The washing and dissection went uneventfully. It wasn’t long before I was in the kitchen, surrounded by my grandma, my grandmother-in-law, and my aunt, all hounding after me. I had finally gotten rid of most of the special treatment my family had given me in the beginning, but with the arrival of my grandmother-in-law and the last of my 6 aunts and uncles, the treatment had begun again, much to my extreme frustration, as my mom and grandma yielded to their wishes to lift me back on the pedestal of being a foreign guest. Things like serving me first, and giving me the best chair, and preparing my coffee, with a ton of sugar, for me, and not listening when I objected: all exactly the kind of things I had worked so, so hard to stop, and here they were again, as I gnawed on the pig skin and mote (corn) they’d given me, even after I’d said I was full and didn’t want any more. Pig skin, for the record, tastes a lot like you’d imagine rubber would taste like.
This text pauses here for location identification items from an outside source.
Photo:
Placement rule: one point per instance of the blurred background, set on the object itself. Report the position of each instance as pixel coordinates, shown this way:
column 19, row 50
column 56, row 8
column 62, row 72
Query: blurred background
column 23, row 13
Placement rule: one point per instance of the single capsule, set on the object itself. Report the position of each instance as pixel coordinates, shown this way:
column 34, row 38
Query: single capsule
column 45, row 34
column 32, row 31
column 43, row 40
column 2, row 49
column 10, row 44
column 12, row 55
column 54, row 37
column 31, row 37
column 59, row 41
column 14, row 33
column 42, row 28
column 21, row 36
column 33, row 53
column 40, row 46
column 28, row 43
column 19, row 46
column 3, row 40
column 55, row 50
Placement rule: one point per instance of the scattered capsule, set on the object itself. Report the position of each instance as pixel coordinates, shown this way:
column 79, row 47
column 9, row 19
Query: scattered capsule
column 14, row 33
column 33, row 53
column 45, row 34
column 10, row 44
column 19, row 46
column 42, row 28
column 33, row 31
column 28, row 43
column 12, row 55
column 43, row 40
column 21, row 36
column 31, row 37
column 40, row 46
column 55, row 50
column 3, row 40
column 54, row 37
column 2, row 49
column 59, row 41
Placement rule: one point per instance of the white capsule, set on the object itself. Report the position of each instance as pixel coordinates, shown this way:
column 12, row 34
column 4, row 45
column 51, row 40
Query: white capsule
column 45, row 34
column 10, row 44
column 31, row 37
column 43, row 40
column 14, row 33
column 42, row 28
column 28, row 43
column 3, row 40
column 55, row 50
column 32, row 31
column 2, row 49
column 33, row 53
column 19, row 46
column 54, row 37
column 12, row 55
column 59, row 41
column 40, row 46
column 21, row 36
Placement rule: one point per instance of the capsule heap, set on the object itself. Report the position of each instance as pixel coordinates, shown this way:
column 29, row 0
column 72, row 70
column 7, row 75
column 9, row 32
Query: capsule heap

But then I’m outside again, talking with my uncle, the one who came with my overbearing aunt, and I’m struck by how absolutely grateful I am that he’s here. No one in my family, not one of my five other uncles or aunts, my parents, or my cousins, has ever showed an interest in talking to me and learning about my life and teaching me about Ecuador like he has. And he’s only been here a little more than a day, and before long, he’ll leave. But that doesn’t matter, because we’re having a great conversation about how the foods are different between the US and Ecuador, and about his life near an active volcano that’s currently erupting, and all sorts of cool things that’d I’d always hoped I’d get to talk about.

And now I’m here, and it’s still not even noon. The full days in Ecuador are full. (I’ll go on to pick guavas with my uncle and cousins, have a delightful lunch of the best pork I’ve ever tasted, and witness my mom take back control of the kitchen, and nullify the special treatment once more. Full days in Ecuador only get fuller as time goes on.)